Astana And Me: Photographing the Freezing Capital


Here I found myself in the coldest capital in the world, drinking Samagon, the grappa of Kazakhstan, and Medevuha, Russian liqueur made from fermented honey and berries, while eating Shahslyk, the delicious local kebab, and Beshparmak, a traditional dish with pasta and kazi meat, a local “edible” horse breed. Not bad.

Just remember: do not whistle inside buildings; it means that you are broke. You are also dooming the place to an eternal low income state.

Whistle outside, in the open; if you’re lucky, you will also get to listen to “Strawberry Fields Forever”, played from retro street-pole loudspeakers outside some mall, while trying to hail a taxi at -30C. Which won’t take long. Just raise your hand, in mere seconds someone will stop and take you to your destination for a fair amount of Tenge.

Kazakhstan has been independent for 25 years, and it’s progressing fast. It was a “closed” country for a total of 100 years, first by the Chars and then the Soviets. I am here for only a few months and already have a great appreciation for Kazakhs.

These people have endured the worst, and they are still calm, proud nomads that know their tribe, their horde and seven generations of their ancestors – at least they are supposed to – most young ones, laugh when you ask them if they do. Kazakhs are at the same time very modern in their ways and I have the impression that a bright future lies ahead for their country.

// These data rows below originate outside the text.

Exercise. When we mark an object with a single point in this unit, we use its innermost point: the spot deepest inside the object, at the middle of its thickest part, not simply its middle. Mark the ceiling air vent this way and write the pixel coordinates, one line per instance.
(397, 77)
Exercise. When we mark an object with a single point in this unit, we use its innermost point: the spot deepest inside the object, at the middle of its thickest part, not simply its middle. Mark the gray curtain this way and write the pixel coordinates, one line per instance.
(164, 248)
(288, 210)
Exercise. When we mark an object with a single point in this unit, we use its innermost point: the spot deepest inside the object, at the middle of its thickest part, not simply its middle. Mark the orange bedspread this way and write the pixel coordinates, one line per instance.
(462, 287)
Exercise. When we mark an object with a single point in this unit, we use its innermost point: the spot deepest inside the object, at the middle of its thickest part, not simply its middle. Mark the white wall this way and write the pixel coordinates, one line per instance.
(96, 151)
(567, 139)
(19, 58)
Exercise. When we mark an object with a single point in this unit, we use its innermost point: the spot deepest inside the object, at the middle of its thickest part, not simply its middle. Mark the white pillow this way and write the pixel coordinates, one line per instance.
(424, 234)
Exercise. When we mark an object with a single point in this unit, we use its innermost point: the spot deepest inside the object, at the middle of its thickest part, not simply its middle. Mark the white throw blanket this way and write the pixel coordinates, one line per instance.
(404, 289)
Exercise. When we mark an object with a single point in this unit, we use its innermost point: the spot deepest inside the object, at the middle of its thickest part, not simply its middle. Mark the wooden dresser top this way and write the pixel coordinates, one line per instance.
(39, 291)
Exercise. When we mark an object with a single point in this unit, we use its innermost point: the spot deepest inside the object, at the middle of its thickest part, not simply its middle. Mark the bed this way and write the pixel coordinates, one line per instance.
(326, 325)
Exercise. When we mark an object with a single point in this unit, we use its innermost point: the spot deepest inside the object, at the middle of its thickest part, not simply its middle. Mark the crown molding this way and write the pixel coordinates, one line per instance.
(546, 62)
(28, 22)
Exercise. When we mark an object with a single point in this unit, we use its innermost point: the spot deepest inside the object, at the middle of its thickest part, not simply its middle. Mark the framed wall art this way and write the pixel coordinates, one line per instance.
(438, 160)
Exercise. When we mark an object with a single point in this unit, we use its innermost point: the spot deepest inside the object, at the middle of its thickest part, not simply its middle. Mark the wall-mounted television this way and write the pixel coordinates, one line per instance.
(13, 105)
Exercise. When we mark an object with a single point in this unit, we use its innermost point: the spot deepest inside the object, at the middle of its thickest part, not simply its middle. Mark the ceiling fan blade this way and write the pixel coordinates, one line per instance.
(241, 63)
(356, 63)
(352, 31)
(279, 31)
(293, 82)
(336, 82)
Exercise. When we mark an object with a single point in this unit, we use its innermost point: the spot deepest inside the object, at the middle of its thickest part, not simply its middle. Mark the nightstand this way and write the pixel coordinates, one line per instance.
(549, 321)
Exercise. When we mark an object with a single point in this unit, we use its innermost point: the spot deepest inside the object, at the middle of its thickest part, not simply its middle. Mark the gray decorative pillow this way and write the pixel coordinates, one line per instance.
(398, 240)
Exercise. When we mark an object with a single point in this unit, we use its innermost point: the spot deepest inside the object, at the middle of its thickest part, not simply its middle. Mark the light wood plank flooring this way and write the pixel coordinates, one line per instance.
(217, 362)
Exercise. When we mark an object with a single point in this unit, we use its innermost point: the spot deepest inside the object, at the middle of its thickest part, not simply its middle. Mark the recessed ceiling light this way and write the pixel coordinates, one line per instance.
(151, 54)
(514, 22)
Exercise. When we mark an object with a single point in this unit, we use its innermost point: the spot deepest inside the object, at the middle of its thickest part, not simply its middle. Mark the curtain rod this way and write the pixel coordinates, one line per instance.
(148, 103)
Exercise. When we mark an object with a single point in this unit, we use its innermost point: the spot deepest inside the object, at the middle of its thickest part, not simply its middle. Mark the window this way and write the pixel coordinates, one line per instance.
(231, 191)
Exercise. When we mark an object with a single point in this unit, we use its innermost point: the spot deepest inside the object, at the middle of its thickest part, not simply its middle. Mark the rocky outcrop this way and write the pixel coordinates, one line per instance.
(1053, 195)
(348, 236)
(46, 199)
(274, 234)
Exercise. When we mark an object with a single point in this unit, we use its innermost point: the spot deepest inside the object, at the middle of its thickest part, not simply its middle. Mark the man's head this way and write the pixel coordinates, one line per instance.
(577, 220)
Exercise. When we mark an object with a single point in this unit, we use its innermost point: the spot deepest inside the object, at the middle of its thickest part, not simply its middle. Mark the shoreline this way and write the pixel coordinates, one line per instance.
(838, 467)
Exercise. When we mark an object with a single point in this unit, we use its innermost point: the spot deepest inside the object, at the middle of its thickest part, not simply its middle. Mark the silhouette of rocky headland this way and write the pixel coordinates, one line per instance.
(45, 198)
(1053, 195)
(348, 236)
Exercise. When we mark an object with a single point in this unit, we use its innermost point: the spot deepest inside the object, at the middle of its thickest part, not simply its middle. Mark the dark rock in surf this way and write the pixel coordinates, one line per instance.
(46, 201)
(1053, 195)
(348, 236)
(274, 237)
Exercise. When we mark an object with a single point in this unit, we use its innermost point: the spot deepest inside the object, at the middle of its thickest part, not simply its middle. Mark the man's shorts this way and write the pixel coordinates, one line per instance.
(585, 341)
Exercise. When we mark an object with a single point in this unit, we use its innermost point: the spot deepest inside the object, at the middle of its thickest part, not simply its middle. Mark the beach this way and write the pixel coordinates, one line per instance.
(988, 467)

Astana is a flat city in the middle of the steppe. Some nights you’d think that the steppe wind will uproot the building and nail it down on the earth. Which makes me wonder how on earth these people survived in yurts for thousands of years, wandering around the endless steppes. The movie Kelin, by the Kazakh director Ermek Tursunov, can only give a little taste of that past.

In the present, this is a city of antitheses. Walk around Keruen, the city’s business center on the left bank of the Ishim river, and you will get the impression that you’ve gone back to the future. Jump in a “taxi” and go to Old Town, or to the right bank. Walk into Artyom, the local bazaar, and around it. You’ve just travelled into the past. Just remember to get a bag of Almaty “Aport” apples from Artyom – your whole house will be filled with appleness. These are the most delicious and aromatic apples in the world.

My presence in Astana has been a soul-healing process. You need to be here, in order to understand it. And now that I’ve resonated with the place – I am just waiting for the good weather to arrive. That’s when I will get my camera and start roaming around Kazakhstan – the Land of the Wanderer.